If there’s someone similar today, straddling these varied worlds, they remain invisible to Prasanna. “The joy of playing as a band is gone. Indian popular music is the only popular music where musicians don’t make music together as a band. The film industry has killed the art of performance today.” Prasanna points out that, outside of the classical realm, we haven’t produced world-class artists of the stature of Yo-Yo Ma or Lang Lang. “You can’t be there, on the global stage, unless you’re that good. And don’t tell me that it’s because we don’t have an interest in Western music. Western sensibilities have seeped into Indian culture. In fact, that is the Indian culture now. And yet, why is everyone non-performance oriented? Why is everyone content to be cloistered in a studio?”

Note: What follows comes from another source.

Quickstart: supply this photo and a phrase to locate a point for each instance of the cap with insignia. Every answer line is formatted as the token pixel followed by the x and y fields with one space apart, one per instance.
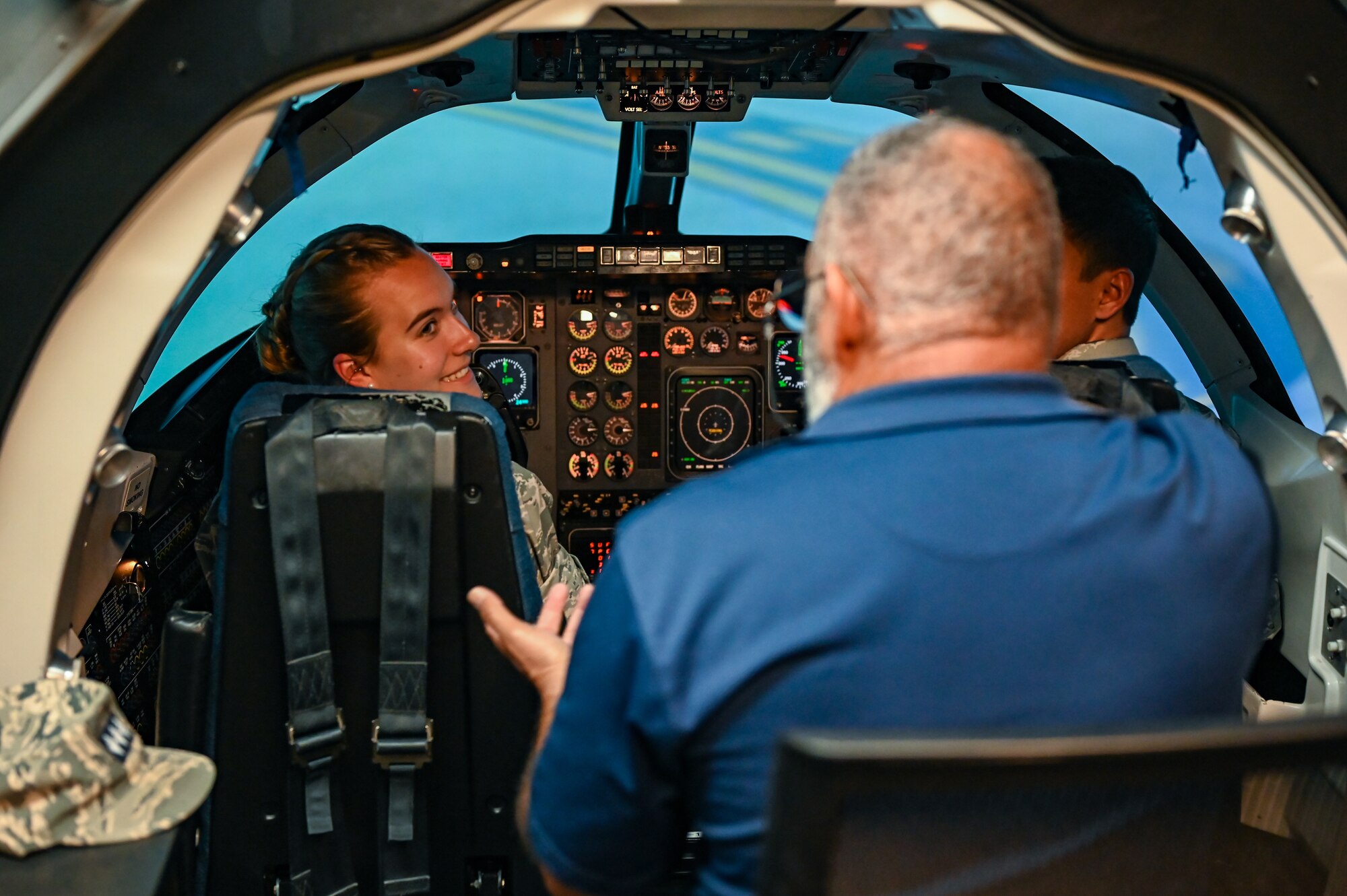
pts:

At least on a personal level, Prasanna’s frustrations will certainly be alleviated when he returns to Boston. “I get to play Carnatic music with some of the best artists in the world. And I work with the absolute best in jazz,” he says, referring to the other members of Tirtha, the trio that also features pianist Vijay Iyer and tabla player Nitin Mitta (who played on the soundtrack of Smile Pinki). In addition, Prasanna plays with musicians he considers his heroes – drummers Omar Hakim and Steve Smith, and bassists Anthony Jackson and Victor Wooten. And as respite from jazz and blues and rock, every December, Prasanna plays Carnatic concerts on his guitar during the music season in Chennai, teasing out the gentlest of microtonal quivers for a handful of old faithfuls who still delight in the art of live performance.